Programming Parallel Computers

Chapter 2: Case study

Version 3: Vector instructions

When we do not have any bottlenecks, a modern CPU is typically able to execute 3–4 machine language instructions per clock cycle per core. Nevertheless, the CPU that we use in our examples is able to perform up to 32 floating point operations per clock cycle per core. To achieve this, we will clearly need to do a lot of work with one instruction.

Vector registers

In our CPU we have got 256-bit wide vector registers and special machine-language instructions that do operations with such registers.

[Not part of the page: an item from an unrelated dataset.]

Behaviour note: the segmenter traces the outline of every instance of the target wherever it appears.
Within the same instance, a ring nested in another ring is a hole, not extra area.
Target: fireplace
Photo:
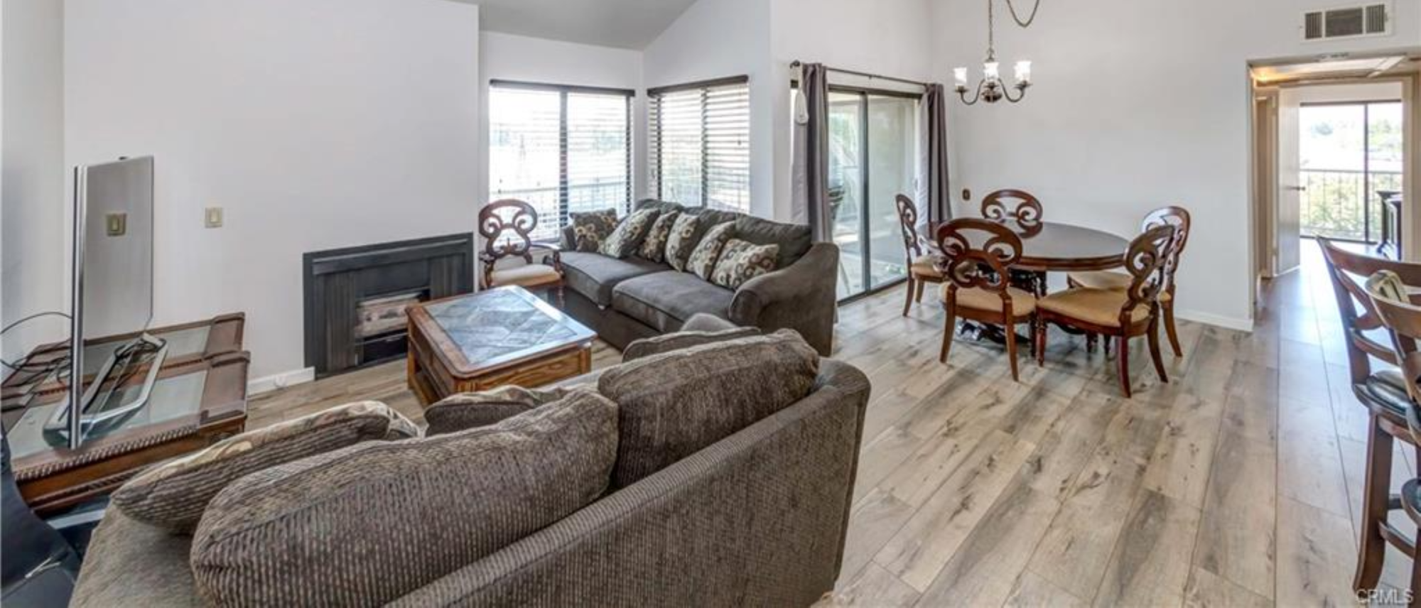
[[[409,305],[473,288],[473,234],[301,256],[306,365],[317,378],[405,355]]]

Each single-precision floating point number takes 32 bits, so we can pack 8 floats in one 256-bit register. That is, one register can store as much data as the following array:

float x[8];

Vector instructions can manipulate such 8-element vectors very efficiently. For example, we can perform elementwise addition of 8-element vectors with one instruction:

vaddps %ymm0, %ymm1, %ymm2

This is, in essence, equivalent to the following C++ code; here I use x for the 8-element vector that is kept in register %ymm0, and similarly y and z for %ymm1 and %ymm2:

z[0] = x[0] + y[0];
z[1] = x[1] + y[1];
z[2] = x[2] + y[2];
z[3] = x[3] + y[3];
z[4] = x[4] + y[4];
z[5] = x[5] + y[5];
z[6] = x[6] + y[6];
z[7] = x[7] + y[7];

There are two execution ports that can execute vaddps instructions, each at a throughput of 1 instruction per clock cycle. Hence, each CPU core can complete 16 single-precision floating point additions per clock cycle.

There are also similar instructions for doing elementwise comparison and for calculating elementwise minimum, maximum, subtraction, multiplication, and division. Hence, there is a lot of computing power available, but this does not come for free:

  1. We have to reorganize our algorithm so that we can exploit elementwise operations. This naturally requires that there are lots of similar, independent operations that we need to run at each step.
  2. We have to instruct the compiler to generate code that makes use of the vector registers and vector instructions.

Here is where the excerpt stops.